DSL News vom 11. April 2007

Deutlich mehr Breitbandzugänge über das TV-Kabel

Die Mitglieder des Deutschen Kabelverbands haben im Jahr 2006 die Zahl ihrer Breitband-Internetanschlüsse von 114.000 auf 390.000 mehr als verdreifacht und die Zahl der Telefonkunden im selben Zeitraum von 63.000 auf 293.000 nahezu verfünffacht. Auch die Anzahl der Pay TV-Kunden wurde in 2006 von 575.000 Kunden auf 1.234.000 mehr als verdoppelt. Die Verbandsunternehmen Kabel Deutschland, Kabel BW (Baden-Württemberg) und Unity Media mit den Netzen in Hessen (iesy) und NRW (ish) melden in ihren jüngsten Quartals- und Jahresberichten Wachstumsraten für Kabel-Internet, -Telefon und Pay TV, die sich deutlich überproportional zum Gesamtmarkt bzw. DSL-Wettbewerb entwickeln.

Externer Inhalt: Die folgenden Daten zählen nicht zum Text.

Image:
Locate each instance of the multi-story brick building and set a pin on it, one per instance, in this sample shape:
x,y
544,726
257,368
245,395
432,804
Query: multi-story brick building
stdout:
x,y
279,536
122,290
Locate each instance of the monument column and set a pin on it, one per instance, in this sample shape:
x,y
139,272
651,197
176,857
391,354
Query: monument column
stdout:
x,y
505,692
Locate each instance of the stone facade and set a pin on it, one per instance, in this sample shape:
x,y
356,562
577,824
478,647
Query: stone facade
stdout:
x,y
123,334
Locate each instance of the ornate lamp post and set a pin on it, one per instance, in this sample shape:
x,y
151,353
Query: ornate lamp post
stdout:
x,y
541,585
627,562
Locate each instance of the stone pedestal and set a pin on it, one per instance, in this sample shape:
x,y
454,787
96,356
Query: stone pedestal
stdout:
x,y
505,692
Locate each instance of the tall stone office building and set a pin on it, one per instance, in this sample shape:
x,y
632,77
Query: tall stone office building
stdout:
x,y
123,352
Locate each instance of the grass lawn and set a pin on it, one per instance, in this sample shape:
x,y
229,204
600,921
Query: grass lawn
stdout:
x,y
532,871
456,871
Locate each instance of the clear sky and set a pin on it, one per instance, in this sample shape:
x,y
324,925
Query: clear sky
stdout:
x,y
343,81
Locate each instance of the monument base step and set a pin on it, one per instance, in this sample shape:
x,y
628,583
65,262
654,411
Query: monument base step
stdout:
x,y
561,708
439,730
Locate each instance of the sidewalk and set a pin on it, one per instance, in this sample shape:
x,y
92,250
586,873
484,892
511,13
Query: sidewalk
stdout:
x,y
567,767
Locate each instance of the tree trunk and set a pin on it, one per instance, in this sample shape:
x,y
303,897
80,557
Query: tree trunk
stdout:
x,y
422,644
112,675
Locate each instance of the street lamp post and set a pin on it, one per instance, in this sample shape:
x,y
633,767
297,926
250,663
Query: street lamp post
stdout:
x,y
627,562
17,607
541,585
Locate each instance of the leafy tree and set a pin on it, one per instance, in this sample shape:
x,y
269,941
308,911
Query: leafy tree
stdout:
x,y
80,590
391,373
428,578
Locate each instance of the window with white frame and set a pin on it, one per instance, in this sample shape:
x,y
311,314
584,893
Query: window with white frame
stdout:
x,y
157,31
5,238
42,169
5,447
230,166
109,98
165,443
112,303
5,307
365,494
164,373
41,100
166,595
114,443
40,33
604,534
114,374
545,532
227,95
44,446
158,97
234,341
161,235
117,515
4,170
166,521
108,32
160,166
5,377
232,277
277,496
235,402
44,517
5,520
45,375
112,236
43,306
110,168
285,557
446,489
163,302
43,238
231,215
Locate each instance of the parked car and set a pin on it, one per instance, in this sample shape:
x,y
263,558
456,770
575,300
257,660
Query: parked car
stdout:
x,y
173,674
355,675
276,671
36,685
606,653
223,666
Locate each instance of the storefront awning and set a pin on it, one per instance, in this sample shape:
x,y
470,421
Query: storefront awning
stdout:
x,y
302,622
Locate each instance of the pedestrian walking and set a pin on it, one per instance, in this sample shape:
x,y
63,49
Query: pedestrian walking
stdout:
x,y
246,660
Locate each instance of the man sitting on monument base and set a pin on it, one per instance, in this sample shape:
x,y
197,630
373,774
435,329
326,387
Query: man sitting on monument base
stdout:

Die Investitionen in Netzausbau und die Einführung von Triple Play soll gegenüber dem letzten Jahr nochmals deutlich gesteigert werden. Derzeit haben rund 13,5 Millionen Haushalte, das sind rund die Hälfte aller Kabelhaushalte in Deutschland, Zugang zu Breitband-Internet und -Telefon aus dem Kabel. Bis Jahresende sollen es über 19 Millionen Haushalte sein. Nach dem Rekordjahr 2006 mit Investitionen von rund 365 Millionen Euro steigern Kabel Deutschland, Kabel BW und Unity Media ihre Investitionen in 2007 mit 512 Millionen Euro auf über eine halbe Milliarde Euro.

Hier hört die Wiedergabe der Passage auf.